Instrumenting the plugs with the expansion was very helpful, thanks again.
We can now see that the very high latency appears to be occurring in Plug.Parsers. We saw a few that were extremely slow (8s, 30s) vs the usual ~200us. Plugs before it & after it are very fast, as are other post requests of the same type before & after.
I added more detail on another post where someone else may be having the same problem:
Attempts to reproduce haven’t been successful yet. Any additional thoughts?
Have you tried to reproduce the problem by directly using the Plug.Parsers with the input that caused the slow parsing?
If you have some input that causes serious slow downs then maybe it’s something that can be improved.

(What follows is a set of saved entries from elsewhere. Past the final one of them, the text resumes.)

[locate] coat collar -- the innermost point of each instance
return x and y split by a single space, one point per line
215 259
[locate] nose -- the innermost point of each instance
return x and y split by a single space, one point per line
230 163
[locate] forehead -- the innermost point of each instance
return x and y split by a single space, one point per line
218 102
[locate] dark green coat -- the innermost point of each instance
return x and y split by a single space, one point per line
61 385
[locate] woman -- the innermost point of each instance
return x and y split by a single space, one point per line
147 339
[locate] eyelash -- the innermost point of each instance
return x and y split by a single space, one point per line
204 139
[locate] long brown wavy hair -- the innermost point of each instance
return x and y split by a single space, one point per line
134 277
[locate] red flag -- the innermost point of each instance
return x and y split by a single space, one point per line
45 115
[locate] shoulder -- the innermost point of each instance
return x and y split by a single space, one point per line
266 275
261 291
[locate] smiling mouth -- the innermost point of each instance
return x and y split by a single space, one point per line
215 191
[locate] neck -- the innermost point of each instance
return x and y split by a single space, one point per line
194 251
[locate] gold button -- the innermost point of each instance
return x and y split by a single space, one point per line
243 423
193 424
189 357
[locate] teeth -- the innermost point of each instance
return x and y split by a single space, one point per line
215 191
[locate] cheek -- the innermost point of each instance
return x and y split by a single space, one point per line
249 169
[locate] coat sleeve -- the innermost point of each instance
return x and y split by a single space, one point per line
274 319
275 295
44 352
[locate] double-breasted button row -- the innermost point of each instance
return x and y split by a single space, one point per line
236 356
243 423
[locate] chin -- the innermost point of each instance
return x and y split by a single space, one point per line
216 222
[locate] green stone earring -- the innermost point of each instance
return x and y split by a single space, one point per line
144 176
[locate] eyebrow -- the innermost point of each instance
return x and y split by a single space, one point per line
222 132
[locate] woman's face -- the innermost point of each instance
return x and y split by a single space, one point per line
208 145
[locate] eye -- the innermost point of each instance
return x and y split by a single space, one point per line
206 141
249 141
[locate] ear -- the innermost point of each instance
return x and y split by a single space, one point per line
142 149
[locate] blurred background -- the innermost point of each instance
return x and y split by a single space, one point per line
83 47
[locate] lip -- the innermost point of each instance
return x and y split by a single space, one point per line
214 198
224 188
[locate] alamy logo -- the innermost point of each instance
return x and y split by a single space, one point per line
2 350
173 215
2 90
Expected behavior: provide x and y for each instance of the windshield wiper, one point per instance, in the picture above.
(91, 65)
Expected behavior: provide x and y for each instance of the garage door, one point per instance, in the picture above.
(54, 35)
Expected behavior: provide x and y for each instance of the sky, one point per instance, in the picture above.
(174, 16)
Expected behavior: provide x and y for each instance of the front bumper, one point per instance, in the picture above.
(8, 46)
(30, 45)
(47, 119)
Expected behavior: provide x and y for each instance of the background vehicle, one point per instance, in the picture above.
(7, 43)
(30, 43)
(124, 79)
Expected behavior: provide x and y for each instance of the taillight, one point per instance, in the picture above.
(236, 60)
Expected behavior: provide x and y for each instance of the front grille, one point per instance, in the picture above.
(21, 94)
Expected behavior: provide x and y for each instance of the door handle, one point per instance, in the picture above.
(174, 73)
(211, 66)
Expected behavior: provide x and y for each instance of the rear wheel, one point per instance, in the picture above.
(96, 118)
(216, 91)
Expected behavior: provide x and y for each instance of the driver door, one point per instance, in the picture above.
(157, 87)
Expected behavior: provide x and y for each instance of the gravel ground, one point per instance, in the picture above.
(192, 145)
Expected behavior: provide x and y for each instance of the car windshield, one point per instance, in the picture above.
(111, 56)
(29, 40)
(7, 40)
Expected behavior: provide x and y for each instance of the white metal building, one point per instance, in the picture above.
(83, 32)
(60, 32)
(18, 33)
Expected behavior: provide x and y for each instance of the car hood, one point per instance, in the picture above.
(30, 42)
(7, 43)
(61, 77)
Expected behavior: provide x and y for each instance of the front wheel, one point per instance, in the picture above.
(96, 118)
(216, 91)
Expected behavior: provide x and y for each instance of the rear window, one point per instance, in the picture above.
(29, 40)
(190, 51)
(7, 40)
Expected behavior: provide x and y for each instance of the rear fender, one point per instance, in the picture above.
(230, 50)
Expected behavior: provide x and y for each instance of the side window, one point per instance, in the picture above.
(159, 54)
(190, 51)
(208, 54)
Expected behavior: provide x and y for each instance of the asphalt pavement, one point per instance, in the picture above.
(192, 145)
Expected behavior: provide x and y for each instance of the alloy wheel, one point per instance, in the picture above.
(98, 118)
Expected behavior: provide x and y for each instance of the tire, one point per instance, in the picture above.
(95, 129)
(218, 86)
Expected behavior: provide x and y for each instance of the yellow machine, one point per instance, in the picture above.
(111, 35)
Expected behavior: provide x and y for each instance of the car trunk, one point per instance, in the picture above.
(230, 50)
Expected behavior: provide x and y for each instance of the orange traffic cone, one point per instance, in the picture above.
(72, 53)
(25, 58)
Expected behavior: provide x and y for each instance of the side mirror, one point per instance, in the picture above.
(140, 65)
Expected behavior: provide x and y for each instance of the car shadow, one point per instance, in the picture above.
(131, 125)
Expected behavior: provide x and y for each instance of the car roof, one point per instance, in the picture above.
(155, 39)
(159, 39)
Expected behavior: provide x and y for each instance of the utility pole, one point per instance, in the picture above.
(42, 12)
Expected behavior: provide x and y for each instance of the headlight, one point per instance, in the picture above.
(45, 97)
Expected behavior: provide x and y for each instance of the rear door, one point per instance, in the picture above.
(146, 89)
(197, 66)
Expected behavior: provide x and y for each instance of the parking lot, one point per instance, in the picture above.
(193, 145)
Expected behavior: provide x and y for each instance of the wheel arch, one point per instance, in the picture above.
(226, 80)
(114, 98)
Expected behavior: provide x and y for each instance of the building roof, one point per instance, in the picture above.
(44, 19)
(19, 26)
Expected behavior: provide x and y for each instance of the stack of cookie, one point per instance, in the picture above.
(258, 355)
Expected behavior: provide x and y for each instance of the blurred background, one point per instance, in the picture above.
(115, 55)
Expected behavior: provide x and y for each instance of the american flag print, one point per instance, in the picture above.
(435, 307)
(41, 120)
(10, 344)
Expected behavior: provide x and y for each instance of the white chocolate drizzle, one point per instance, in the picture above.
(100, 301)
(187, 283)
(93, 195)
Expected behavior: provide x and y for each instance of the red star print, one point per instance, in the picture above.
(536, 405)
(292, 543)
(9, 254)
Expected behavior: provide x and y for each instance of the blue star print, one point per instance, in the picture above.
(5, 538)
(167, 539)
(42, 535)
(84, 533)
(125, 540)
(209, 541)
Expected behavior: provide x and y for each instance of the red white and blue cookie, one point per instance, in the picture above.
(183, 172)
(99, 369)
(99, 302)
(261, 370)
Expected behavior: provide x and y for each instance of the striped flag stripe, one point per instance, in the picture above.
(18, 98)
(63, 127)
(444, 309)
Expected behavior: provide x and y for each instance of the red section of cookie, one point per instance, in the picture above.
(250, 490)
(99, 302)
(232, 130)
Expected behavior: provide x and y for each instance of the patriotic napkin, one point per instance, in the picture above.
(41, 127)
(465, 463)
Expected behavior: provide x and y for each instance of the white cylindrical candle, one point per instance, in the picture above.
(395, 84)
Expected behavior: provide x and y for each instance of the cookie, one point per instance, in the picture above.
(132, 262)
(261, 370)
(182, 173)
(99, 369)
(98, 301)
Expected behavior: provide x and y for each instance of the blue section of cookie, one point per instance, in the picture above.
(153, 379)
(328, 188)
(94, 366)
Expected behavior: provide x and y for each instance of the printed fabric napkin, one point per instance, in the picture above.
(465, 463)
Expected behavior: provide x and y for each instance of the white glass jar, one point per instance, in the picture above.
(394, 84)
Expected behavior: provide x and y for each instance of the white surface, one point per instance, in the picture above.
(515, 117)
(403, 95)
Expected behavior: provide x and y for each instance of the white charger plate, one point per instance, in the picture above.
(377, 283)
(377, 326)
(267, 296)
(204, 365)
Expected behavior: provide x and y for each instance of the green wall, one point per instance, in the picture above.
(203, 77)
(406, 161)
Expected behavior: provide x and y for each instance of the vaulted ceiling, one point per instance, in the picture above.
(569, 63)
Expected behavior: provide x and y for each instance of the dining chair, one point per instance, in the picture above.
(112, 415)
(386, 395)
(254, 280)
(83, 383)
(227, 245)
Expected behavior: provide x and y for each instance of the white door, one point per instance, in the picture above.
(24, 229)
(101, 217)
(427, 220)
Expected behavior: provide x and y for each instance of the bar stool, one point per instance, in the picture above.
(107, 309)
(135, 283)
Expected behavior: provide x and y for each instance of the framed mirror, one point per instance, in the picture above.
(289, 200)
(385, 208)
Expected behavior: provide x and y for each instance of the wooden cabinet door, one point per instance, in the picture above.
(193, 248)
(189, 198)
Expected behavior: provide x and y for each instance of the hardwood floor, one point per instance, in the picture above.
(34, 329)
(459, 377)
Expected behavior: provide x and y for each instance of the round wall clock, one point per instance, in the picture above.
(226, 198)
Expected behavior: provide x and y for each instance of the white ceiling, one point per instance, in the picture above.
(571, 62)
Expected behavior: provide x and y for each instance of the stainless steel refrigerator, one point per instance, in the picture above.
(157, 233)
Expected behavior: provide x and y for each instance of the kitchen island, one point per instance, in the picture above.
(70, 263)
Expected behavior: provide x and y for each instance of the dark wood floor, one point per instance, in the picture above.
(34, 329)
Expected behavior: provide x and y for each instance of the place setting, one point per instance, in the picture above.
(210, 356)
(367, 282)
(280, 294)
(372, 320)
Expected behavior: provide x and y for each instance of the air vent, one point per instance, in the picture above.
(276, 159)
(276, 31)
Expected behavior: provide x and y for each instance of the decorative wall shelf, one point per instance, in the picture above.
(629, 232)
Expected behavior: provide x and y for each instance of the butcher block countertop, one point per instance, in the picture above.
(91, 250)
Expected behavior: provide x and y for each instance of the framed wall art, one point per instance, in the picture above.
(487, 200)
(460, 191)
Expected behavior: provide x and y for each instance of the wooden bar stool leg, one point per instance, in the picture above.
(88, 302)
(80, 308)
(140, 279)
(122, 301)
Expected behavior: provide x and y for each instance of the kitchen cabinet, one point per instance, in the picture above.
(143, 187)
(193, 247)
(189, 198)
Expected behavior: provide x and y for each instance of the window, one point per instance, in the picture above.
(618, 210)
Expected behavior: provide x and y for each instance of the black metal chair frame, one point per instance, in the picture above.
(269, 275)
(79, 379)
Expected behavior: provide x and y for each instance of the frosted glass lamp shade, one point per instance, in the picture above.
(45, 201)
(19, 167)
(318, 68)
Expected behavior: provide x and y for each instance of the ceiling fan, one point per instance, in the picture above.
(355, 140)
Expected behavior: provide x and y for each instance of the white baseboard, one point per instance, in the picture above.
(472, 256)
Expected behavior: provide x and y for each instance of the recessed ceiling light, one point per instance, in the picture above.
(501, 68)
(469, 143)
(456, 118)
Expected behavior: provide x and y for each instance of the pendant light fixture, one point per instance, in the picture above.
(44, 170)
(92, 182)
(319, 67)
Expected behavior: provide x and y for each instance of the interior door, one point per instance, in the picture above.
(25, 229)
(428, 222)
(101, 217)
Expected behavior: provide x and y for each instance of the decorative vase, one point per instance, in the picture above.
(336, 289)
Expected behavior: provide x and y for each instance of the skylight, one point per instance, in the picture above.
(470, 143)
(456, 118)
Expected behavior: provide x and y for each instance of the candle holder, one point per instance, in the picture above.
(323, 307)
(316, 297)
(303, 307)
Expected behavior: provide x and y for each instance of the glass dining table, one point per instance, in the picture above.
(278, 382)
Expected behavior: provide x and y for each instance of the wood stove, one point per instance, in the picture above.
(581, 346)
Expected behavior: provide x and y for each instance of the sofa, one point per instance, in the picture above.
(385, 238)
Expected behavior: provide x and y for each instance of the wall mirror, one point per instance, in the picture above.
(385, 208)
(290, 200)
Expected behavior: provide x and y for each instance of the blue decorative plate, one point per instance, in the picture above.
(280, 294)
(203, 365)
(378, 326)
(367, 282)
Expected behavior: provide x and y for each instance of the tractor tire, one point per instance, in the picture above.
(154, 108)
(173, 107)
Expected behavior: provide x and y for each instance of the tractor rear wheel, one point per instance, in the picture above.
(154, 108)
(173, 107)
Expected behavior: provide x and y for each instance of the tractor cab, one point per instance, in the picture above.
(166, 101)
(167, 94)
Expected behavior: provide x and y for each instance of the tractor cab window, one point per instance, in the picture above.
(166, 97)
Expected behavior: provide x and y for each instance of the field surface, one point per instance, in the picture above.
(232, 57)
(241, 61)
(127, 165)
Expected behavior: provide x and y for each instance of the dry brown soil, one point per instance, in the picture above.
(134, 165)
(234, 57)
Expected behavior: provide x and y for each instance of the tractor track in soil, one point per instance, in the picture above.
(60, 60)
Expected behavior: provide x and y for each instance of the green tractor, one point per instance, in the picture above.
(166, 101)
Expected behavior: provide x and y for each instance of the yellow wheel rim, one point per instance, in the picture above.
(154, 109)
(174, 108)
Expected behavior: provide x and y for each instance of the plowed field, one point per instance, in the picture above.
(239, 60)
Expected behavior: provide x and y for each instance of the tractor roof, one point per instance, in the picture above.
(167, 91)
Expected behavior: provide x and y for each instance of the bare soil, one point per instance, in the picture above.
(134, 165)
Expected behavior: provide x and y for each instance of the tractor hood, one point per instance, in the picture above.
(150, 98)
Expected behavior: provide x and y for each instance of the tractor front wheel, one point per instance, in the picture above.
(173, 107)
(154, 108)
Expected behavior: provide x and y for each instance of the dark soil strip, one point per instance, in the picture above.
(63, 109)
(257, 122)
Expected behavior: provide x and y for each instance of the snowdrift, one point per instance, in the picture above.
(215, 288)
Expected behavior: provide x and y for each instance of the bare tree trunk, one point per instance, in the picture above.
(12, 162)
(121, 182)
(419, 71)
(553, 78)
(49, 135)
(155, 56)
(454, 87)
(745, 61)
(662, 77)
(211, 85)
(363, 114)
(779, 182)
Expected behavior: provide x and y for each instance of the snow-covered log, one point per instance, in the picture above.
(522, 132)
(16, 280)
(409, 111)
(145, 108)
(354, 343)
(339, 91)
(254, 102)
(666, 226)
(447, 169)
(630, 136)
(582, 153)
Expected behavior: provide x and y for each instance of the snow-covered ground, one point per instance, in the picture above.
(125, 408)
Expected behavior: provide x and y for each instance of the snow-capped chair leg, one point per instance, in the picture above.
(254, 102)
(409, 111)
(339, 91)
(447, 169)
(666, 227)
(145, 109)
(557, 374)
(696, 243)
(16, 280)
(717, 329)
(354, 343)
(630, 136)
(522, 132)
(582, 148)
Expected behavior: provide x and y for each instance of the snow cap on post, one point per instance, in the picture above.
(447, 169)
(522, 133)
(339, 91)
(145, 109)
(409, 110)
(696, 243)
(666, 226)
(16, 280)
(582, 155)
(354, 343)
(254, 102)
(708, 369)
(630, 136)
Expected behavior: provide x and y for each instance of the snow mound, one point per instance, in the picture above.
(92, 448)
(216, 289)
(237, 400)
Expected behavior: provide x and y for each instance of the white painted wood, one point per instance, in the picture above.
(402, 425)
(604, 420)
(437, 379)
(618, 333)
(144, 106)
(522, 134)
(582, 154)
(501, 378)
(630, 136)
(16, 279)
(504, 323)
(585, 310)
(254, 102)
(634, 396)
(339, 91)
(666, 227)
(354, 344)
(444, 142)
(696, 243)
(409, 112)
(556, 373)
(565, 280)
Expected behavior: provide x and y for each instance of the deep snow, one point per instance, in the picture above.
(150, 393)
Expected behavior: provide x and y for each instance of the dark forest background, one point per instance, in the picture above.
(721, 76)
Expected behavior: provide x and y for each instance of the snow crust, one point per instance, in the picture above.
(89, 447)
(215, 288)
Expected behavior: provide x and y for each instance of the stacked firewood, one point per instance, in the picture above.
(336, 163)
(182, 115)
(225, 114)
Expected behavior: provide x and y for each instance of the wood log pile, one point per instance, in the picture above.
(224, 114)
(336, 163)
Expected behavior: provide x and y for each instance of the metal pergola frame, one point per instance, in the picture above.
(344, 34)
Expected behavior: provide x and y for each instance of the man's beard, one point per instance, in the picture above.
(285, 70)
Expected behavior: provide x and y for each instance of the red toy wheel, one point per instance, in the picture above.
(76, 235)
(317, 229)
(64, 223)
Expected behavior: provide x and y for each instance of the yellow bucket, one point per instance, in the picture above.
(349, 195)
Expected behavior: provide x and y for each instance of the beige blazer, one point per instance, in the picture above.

@tcoopman This is unfortunately not straightforward to gather since the logger truncates the base64 image strings. We did base64 decode the image that we eventually upload along with the rest of the payload, and response times were normal (fast). Still trying to gather the initial base64 string from the source in case it’s changed during decode/upload.
@wanton7@tcoopman Thanks - we may have more questions on doing that, though this is starting to feel more & more that it’s not about the payload.
One new data point - a few minutes after the 30s parse, we saw an 8s parse. These both came from the same client. Many more of the same request type from other clients before/during/after, and those were all fast. Can’t quite call it data yet, but the slow client theory is looking pretty strong.
(Note that the client is a server, not a browser, so we get more consistency).
So the questions there are:
Is there anything that refutes this theory?
How can we measure it?
How can we handle it? We haven’t customized the read_length / read_timeout values, but maybe we need to. Basically we need to either complete the parse before it can take a total of ~20s.